The colonel’s legendary high intelligence often caused him to speak graphically. “Sailor,” he had said to Rusty, “I’m not real happy about you and your guys getting your feet wet, but I expect you’d rather that than your ass shot off.”

“I think that would be a very fair assessment, sir,” the lieutenant commander had replied.

And so the flat wet plain between the mountains it was. Thus the eight SEALs were able to cover the first half of the journey without tackling any steep hills. But it was treacherous walking through deep, soft, grassy mud. At one stage as they squelched along through what seemed like an abandoned paddy field, Buster came forward and spoke in a stage whisper, “Sir, permission to draw my knife…this is fucking alligator country.”

“Granted,” hissed Rusty. “And for Christ’s sake stay near to me in case I tread on one of the sonsabitches.”

Everyone had to suppress his laughter at this banter. “We gotta come back this way?” asked Paul Merloni.

“Not if we can help it…we’ll have a chance tomorrow to see if the Chinese have any guards beyond the complex. If they don’t, we’ll take to the hills next time.”

Meanwhile they found themselves suddenly on slightly rising ground, firmer and with a definite steepness. Rusty told them softly that it was the start of the biggest mountain on the island. It was unnamed but high, and it towered over the jail, according to the pictures taken from the overheads.

The SEALs’ designated route would take them right between the two ranges, north of Guanyin Shan. They now headed due east, back toward the sea, and when they reached it they angled directly north again, into the foothills, hopefully to emerge right above the complex.

And now they were into the last mile and it was almost midnight. Both Rusty and Dan Conway were using night-sight binoculars, stopping frequently, checking the terrain, watching the infrared sensors, heat-seeking, battery-operated. They never found so much as a rabbit.

At four minutes before midnight Rusty drew them to a halt, and whispered that in his view they might see the jail right over the next hill.

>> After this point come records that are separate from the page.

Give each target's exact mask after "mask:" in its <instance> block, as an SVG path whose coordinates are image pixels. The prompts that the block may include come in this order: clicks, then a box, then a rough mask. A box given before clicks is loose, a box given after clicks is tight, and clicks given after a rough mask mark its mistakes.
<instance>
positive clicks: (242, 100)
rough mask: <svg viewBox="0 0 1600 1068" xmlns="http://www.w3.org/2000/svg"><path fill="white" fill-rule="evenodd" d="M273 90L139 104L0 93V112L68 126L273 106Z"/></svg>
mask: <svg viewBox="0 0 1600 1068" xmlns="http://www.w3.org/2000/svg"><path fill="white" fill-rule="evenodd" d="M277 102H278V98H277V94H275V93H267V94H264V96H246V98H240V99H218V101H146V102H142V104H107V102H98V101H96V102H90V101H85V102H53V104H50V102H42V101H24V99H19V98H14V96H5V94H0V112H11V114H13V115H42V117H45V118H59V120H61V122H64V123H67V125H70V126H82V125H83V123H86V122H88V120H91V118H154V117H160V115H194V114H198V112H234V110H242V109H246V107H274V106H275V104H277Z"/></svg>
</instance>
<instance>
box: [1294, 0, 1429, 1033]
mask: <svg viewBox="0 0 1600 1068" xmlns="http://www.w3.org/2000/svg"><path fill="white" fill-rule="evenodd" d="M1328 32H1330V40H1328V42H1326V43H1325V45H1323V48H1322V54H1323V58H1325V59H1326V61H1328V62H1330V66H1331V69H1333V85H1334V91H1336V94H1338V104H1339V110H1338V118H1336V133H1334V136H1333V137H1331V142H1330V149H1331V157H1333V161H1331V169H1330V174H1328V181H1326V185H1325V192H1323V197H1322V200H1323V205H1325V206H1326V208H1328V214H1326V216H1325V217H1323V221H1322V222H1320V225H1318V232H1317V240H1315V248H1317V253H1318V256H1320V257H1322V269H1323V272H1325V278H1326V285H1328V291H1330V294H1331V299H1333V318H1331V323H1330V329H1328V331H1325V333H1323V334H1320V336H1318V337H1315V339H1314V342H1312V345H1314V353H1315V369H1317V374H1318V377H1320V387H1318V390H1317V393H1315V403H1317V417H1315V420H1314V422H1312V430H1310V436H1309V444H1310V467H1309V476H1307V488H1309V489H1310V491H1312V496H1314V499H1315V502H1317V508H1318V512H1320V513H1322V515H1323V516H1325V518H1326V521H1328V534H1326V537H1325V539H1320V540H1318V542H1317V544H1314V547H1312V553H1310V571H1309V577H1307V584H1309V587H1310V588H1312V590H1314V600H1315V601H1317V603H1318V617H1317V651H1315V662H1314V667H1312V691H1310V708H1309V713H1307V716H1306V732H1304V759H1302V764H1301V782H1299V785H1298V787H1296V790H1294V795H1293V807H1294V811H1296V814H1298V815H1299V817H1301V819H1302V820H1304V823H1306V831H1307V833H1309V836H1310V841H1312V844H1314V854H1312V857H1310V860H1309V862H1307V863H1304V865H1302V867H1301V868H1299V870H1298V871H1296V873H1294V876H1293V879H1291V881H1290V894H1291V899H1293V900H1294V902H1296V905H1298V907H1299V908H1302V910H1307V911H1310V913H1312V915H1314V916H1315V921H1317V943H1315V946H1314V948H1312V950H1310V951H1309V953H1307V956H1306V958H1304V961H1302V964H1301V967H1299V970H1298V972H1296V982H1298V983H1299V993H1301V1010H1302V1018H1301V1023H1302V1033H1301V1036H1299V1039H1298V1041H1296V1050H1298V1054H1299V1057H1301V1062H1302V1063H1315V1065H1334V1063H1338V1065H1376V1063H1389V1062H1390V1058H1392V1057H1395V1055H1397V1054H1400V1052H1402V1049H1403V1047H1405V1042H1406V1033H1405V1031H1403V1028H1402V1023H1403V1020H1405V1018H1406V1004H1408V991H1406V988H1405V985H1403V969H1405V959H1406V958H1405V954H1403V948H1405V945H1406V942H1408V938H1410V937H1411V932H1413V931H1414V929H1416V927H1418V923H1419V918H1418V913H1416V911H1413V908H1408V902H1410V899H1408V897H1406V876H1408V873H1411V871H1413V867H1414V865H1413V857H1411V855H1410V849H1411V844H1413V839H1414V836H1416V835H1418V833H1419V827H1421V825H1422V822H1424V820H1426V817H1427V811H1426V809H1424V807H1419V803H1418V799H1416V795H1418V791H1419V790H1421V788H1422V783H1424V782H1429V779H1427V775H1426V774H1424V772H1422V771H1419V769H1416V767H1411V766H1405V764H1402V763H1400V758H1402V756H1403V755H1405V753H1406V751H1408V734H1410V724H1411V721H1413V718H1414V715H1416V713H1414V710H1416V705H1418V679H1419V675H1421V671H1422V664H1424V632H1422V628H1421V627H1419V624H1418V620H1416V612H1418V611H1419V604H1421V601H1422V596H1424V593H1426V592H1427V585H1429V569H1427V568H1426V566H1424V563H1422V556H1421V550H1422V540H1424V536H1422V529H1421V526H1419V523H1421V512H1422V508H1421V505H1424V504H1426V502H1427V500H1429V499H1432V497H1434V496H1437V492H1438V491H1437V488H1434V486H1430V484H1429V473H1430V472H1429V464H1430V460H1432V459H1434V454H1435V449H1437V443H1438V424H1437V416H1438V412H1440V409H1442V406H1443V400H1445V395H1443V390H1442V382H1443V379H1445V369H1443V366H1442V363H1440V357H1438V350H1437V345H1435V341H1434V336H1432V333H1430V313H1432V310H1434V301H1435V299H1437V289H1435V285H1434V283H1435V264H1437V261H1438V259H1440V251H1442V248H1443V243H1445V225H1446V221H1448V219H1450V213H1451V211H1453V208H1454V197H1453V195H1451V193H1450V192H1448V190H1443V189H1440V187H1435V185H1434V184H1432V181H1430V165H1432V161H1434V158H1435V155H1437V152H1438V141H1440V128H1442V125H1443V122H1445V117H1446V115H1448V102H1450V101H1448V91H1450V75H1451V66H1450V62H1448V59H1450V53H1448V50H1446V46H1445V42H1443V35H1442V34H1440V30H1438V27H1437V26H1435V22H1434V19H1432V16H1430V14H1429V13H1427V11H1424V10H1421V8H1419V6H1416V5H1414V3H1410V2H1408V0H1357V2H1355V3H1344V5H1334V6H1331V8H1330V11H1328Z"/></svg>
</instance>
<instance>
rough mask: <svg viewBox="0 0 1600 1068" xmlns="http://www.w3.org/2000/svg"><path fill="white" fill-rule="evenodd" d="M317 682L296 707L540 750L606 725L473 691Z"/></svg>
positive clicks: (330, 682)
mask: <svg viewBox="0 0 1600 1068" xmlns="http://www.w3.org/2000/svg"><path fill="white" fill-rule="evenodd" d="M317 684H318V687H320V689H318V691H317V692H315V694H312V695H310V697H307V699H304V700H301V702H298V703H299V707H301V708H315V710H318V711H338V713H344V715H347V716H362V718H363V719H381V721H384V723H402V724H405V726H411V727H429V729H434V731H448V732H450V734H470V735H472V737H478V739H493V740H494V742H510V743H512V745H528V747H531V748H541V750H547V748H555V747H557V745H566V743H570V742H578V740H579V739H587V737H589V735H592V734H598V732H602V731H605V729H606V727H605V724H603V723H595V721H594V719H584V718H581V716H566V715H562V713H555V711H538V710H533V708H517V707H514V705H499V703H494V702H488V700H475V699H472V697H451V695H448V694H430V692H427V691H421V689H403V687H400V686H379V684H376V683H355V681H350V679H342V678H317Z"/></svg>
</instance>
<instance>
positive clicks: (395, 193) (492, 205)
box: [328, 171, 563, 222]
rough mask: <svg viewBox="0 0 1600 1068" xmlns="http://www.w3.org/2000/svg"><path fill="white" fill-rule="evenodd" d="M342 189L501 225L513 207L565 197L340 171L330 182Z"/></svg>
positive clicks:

Right now they were walking through big trees again, and they began to move extremely carefully, moving from tree trunk to tree trunk, soft ghostly figures in the Chinese night, like a scene from a children’s horror story.

Rusty had the GPS system in his hand, a dim green glow illuminating the numbers. He was looking for 21.42N 112.39E. They were sufficiently far north, but the east number was flicking back and forth between 112.38 and 112.39. When that last number hardened up, Rusty reckoned they’d be in the goddamned jail, never mind outside it. They kept moving stealthily between the trees, and suddenly, dead ahead, were the lights of the prison where Captain Judd Crocker and his men were held captive.

Rusty saw the big searchlights first, the beams lancing out from the two high towers, which seemed to be otherwise in darkness. The beams were also moving slowly across the courtyard, which meant there were almost certainly two men in each tower, the light operator and an armed sentry.

“Pain in the ass,” muttered Rusty, going to work instantly. “That means we gotta get up there and kill four people before we start, otherwise there’s gonna be all hell breaking out, with us still outside the goddamned jail. Fuck it. We have to get rid of them.”

“What now?” whispered Merloni.

“Silence, smartass…I’m thinking. How about over there, Dan? A little lower down the hill. See that line of bushes on the ridge with the big tree in front? We could get in there. It’d be impossible to see us from below, and we’d have a pretty damn good view of the place. I bet we could see right into the courtyard.”

“We really could only be seen if someone walked up here and tripped right over us,” said Lieutenant Conway, in a voice only just audible.

“Right, and we’d see him a long time before he got anywhere near…”

“I wonder how many Chinese there are down there?”

“Hard to say,” whispered Rusty. “But if they’ve got one-hundred-plus prisoners, they’re gonna have a guard force of thirty on duty at all times, twenty-four hours a day…that’s one hundred and twenty people right there. Then you got all kinds of other turkeys wandering around, drivers, patrol boat crew, helicopter crews, cooks, orderlies, communications “guys and Christ knows what…I wouldn’t be surprised if there were a couple of hundred Chinese down there.”